2. Rechtsfragen im Zusammenhang mit nicht mehr revisiblem Grunderwerbsteuerrecht eines Landes sind im Revisionsverfahren nicht mehr klärungsfähig.
Normenkette
MRK; FGO § 46 Abs. 1, § 115 Abs. 2 Nr. 1, § 160 Abs. 2 a. F
Tatbestand
Durch notariell beurkundeten Vertrag vom 16. September 1980 erwarb die Klägerin und Beschwerdeführerin (Klägerin) einen Miteigentumsanteil an einem Grundstück verbunden mit dem Sondereigentum an einer bestimmten Wohnung und einem Kellerraum. Nach dem Kaufvertrag wurden der Klägerin u. a. sich aus der Teilungserklärung ergebende Nutzungsrechte an bestimmten im Aufteilungsplan bezeichneten Kellerräumen mitübertragen.

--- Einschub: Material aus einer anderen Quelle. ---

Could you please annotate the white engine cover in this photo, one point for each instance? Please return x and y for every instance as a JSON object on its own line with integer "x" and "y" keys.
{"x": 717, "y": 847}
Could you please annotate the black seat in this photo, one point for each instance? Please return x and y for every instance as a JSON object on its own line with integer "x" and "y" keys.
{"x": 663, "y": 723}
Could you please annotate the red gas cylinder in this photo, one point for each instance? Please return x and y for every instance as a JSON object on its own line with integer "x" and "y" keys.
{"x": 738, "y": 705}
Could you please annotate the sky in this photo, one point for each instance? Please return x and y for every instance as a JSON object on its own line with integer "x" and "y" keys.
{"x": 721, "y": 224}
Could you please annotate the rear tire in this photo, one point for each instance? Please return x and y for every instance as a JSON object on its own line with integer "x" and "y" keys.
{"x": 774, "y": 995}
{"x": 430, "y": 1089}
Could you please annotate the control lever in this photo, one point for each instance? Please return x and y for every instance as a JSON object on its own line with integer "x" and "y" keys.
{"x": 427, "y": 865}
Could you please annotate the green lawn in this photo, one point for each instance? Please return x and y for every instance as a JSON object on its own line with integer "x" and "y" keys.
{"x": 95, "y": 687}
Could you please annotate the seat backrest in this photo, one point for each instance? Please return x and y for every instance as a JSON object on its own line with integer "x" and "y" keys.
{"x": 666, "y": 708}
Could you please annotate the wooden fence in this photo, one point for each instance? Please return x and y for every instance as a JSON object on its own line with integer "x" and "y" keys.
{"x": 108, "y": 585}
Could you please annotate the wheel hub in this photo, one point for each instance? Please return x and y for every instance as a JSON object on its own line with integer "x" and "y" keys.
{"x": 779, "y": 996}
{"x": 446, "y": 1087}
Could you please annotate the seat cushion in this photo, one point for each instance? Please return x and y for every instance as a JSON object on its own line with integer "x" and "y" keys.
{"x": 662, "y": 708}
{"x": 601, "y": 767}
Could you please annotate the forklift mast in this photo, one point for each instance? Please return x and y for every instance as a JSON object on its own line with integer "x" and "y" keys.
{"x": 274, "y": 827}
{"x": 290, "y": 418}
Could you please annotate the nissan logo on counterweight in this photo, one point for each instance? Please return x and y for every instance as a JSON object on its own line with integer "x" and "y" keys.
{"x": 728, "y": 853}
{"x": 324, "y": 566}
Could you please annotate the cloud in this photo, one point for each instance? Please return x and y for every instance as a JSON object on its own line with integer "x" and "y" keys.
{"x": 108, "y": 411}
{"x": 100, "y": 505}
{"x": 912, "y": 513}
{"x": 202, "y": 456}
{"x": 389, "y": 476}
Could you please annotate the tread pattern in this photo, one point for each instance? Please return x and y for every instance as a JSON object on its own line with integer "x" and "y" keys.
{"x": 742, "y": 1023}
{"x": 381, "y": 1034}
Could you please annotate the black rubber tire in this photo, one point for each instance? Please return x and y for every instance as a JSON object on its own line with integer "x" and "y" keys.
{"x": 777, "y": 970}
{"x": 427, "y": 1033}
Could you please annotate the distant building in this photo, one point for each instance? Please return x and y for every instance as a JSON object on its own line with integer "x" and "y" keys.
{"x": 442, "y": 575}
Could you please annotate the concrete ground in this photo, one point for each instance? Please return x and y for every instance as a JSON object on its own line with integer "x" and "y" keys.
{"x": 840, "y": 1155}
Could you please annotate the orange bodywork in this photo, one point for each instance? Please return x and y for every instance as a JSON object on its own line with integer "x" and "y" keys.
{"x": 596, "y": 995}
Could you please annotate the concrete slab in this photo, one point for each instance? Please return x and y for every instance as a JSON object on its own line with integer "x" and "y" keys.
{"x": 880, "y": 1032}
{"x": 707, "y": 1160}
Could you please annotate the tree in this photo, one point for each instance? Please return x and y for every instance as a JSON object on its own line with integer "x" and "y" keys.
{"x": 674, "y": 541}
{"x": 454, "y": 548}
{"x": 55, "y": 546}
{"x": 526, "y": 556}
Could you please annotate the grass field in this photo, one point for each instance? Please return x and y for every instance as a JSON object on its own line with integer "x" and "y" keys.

Durch Bescheid vom 11. November 1980 gewährte das beklagte Finanzamt (FA) antragsgemäß vorläufige Grunderwerbsteuerbefreiung nach § 1 Abs. 1 Nr. 3 des Gesetzes zur Grunderwerbsteuerbefreiung beim Erwerb von Einfamilienhäusern, Zweifamilienhäusern und Eigentumswohnungen (GrEStEigWoG), da die Klägerin erklärt hatte, daß die Eigentumswohnung binnen fünf Jahren nach Erwerb mindestens ein Jahr lang ununterbrochen von ihrem Ehegatten bewohnt werden sollte. Die Unbedenklichkeitsbescheinigung wurde ebenfalls am 11. November 1980 erteilt. Im Rahmen der Überprüfung des Erwerbsvorgangs stellte das FA fest, daß die erworbene Eigentumswohnung bewertungsrechtlich auf den 1. Januar 1982 als Mietwohngrundstück bewertet worden war, da sie zwei abgeschlossene Wohnungen umfaßte, die kein Zweifamilienhaus darstellten. Die eigentliche Eigentumswohnung wurde in der Zeit nach dem Erwerb vermietet. Die Räumlichkeiten im Keller waren für Wohnzwecke ausgebaut und vom Ehemann der Klägerin länger als ein Jahr für eigene Wohnzwecke genutzt worden.
Durch Bescheid vom 17. Dezember 1984 setzte das FA Grunderwerbsteuer gegen die Klägerin fest. Durch Bescheid vom selben Tag setzte es Zinsen fest. In der Anlage zu dem Grunderwerbsteuerbescheid wies das FA darauf hin, die Nachversteuerung sei durchzuführen, da die Steuerbefreiung nach § 1 Abs. 1 Nr. 3 GrEStEigWoG nicht dadurch erlangt werden könne, daß die gleichzeitig mit dem Sondereigentum an der Eigentumswohnung erworbenen Sondernutzungsrechte an bestimmten Kellerräumen der begünstigten Nutzung zugeführt würden.
Mit dem hiergegen gerichteten Einspruch vom 31. Dezember 1984, eingegangen beim FA am 2. Januar 1985, machte die Klägerin geltend, bei wirtschaftlicher Betrachtungsweise eine Eigentumswohnung mit zwei Wohneinheiten erworben zu haben. Da das FA innerhalb der folgenden Jahre nicht über den Einspruch entschied, machte die Klägerin mit Schreiben vom 18. Oktober 1991 weiterhin geltend, ebenso wie eine überlange Prozeßdauer stelle auch die Verfahrensdauer im behördlichen Vorverfahren einen Verstoß gegen die Menschenrechte dar.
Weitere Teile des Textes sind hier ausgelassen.